Когда солнце поднялось над лесом, в палатке стало еще душнее, запахи, скопившиеся за ночь под брезентом, сгустились до удушливой вязкости. Комары, напившись крови сонных и умирающих, затаились где-то, но на смену им на наши плащ-палатки и шинели стали набегать из травы крупные муравьи. А мух и мошкары почему-то не было. Наверное, палаточный воздух и для них был непереносим.
Маша ходила по проходу и, останавливаясь то у одного, то у другого раненого, спрашивала, как тот себя чувствует, и, пригнувшись, касалась его лба. Никто не жаловался. То ли уже не было сил жаловаться, то ли знали, что санитарка никак уже не сможет помочь, или от полной безысходности и готовности умереть. А мне хотелось жрать, напиться воды и спать на чистой подушке. Но я тоже молчал. Молчал и думал, пытаясь понять сказанное кем-то давеча: “Бог терпел и русским велел”. Что он мог терпеть, если он Бог?

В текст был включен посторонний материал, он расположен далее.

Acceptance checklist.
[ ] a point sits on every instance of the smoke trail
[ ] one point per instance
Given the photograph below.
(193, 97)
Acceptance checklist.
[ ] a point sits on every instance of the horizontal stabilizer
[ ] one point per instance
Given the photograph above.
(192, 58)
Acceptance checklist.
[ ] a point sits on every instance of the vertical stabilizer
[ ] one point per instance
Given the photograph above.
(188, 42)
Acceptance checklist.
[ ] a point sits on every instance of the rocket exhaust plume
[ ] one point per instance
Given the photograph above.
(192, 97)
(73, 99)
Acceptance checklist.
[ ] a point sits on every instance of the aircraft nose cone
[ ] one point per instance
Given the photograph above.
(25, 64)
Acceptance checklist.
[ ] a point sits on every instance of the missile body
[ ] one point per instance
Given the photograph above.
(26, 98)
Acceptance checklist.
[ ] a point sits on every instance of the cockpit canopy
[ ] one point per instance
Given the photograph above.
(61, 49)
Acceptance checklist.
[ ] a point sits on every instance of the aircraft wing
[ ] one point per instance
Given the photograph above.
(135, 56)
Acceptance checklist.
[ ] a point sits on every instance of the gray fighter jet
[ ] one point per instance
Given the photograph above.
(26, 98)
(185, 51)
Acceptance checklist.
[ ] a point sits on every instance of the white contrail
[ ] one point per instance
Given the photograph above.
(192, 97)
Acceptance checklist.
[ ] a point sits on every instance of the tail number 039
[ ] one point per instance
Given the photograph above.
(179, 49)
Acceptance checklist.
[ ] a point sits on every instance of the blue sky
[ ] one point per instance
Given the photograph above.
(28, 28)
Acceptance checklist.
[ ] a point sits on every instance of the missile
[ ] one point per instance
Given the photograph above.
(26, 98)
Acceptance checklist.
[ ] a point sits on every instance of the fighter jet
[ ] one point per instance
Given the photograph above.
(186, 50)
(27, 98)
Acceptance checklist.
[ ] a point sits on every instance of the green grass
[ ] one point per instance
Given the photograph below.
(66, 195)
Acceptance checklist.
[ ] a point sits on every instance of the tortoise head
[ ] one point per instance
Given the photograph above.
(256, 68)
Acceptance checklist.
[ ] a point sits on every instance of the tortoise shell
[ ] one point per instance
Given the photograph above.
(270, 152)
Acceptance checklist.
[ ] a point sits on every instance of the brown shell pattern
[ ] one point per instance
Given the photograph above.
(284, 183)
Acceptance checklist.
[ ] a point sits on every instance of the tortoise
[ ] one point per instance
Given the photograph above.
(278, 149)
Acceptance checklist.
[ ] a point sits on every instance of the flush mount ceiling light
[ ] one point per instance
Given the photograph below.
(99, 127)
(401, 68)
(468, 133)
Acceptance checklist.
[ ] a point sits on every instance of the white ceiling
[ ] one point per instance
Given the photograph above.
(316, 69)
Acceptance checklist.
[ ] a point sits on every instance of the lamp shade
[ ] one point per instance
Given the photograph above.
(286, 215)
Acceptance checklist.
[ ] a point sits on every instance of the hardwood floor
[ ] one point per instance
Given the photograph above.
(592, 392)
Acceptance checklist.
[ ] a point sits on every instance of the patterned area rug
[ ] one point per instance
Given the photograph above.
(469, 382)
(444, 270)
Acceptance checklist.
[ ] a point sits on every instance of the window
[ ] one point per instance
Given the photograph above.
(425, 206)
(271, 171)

Что, он загибался в санитарной палатке? Может, пример показывал русским? Поэтому, наверное, русские такие терпеливые? (Конечно, я, деревенский башкиренок, ничего не знал ни о Христе, ни о Голгофе.)
Маша часто подходила к моему соседу справа Русаку, поджав ноги в сапогах, садилась рядом на плащ-палатку, и они о чем-то душевно шептались. Видно, нравились друг другу. И я, уже успевший влюбиться в санитарку, ревновал ее к Русаку.
Солдатам, вышедшим живыми из кровавого пекла, эти девушки войны казались богинями. Как шла им гимнастерка, перетянутая ремнем на их тонких талиях, юбка до колен, сапожки, обхватывающие их полные икры, а пилотки солдатские они носили, как модные шляпы.
Уже, наверное, перевалило за полдень, а раненые все еще терпели без воды и еды. Некоторым Маша, процедив через марлю, давала болотную воду с тухлинкой. О жратве и не думай. Правда, потом, в госпитале, я узнал, что тяжелораненые не жадны, а то и равнодушны к еде, а если солдат хочет жрать и спит, значит, будет жить.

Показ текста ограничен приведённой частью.